Work on the project, which will be broken down into two separate phases, is being conducted by Hudspeth, a general contractor that specializes in environmental remediation. Granby Town Manager Aaron Blair said, depending on a few variables, work on the phase one of the project could start as early on this week.
The first phase of the pathway project will involve construction of roughly one-half of the total pathway.
When the project is completed, the pedestrian pathway will extend from City Market on Thompson Road down the west side of Highway 40 to Kaibab Park, near the Grand Fire Protection District Firehouse.
According to Blair, the first phase will begin at Kaibab and extend south to the Grand Elk Barn, just south of Tenmile Creek.
The project was divided into two phases primarily due to costs.
The first phase’s length was determined mostly by available funding, though town officials wanted to ensure the project would cross Tenmile Creek because of the cost and difficulty associated with building on and around wetlands.

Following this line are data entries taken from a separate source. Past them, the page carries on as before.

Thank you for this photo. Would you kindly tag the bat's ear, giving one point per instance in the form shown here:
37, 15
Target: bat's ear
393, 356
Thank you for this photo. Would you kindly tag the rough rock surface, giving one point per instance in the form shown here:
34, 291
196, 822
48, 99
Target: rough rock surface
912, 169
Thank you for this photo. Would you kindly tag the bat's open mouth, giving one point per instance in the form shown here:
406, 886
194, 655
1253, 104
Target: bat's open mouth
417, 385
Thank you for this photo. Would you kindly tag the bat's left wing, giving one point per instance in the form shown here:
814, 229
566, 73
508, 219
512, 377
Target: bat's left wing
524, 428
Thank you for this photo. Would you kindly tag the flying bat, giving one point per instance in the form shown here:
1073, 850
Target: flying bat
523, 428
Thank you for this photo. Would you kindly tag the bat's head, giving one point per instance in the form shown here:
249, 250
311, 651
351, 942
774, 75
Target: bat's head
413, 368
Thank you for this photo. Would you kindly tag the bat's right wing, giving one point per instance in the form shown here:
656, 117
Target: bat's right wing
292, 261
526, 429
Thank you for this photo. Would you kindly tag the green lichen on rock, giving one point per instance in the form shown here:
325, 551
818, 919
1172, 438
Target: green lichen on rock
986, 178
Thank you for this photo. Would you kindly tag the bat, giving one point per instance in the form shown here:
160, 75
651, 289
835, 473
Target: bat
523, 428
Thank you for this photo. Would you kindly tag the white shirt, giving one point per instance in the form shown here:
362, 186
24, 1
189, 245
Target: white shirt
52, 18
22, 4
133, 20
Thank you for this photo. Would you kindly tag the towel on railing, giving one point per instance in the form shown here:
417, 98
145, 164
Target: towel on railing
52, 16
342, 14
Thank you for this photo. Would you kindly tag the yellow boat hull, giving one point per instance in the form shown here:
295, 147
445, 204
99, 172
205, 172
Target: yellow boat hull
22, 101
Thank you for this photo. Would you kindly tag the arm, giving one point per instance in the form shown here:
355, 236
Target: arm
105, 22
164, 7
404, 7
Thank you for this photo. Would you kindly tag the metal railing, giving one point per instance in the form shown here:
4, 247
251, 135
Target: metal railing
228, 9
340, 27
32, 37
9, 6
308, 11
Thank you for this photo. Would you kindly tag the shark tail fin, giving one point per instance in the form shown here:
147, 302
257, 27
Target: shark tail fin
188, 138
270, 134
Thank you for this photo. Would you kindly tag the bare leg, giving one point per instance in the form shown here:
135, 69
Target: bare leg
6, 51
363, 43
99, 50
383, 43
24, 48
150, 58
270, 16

Work on the project has technically already started, with orange traffic barrels and other safety signs and precautions already up along Highway 40 south of Granby. Surveyors have already been working at the site as underground utility lines are located and marked.
Blair anticipated the start of earthwork, specifically the removal of roughly four inches of topsoil, could begin any day.
Town officials said the tentative construction schedule indicates Hudspeth will begin laying asphalt sometime in early November.
The trail will be roughly 10 feet wide, to accommodate bicycles as well as foot traffic, and will be paved with asphalt. When completed, the trail will connect to the Fraser-to-Granby Trail and will provide a shorter cutoff route for people heading into Granby.
The pathway will give pedestrians two separate options, a more direct route along Highway 40, or the circuitous route through the Grand Elk Golf Course.
The total cost of the project’s first phase stands at just over $1 million, the bulk of which is being covered by grants.
Officials from Granby had previously confirmed that the town received a $392,000 grant from the Colorado Department of Transportation’s enhancement fund.
The town applied $100,000 of its own funds to that figure and then used the combined funds, totaling $492,000, to apply for a dollar-for-dollar matching grant from the Colorado Department of Local Affairs, which Granby was later awarded.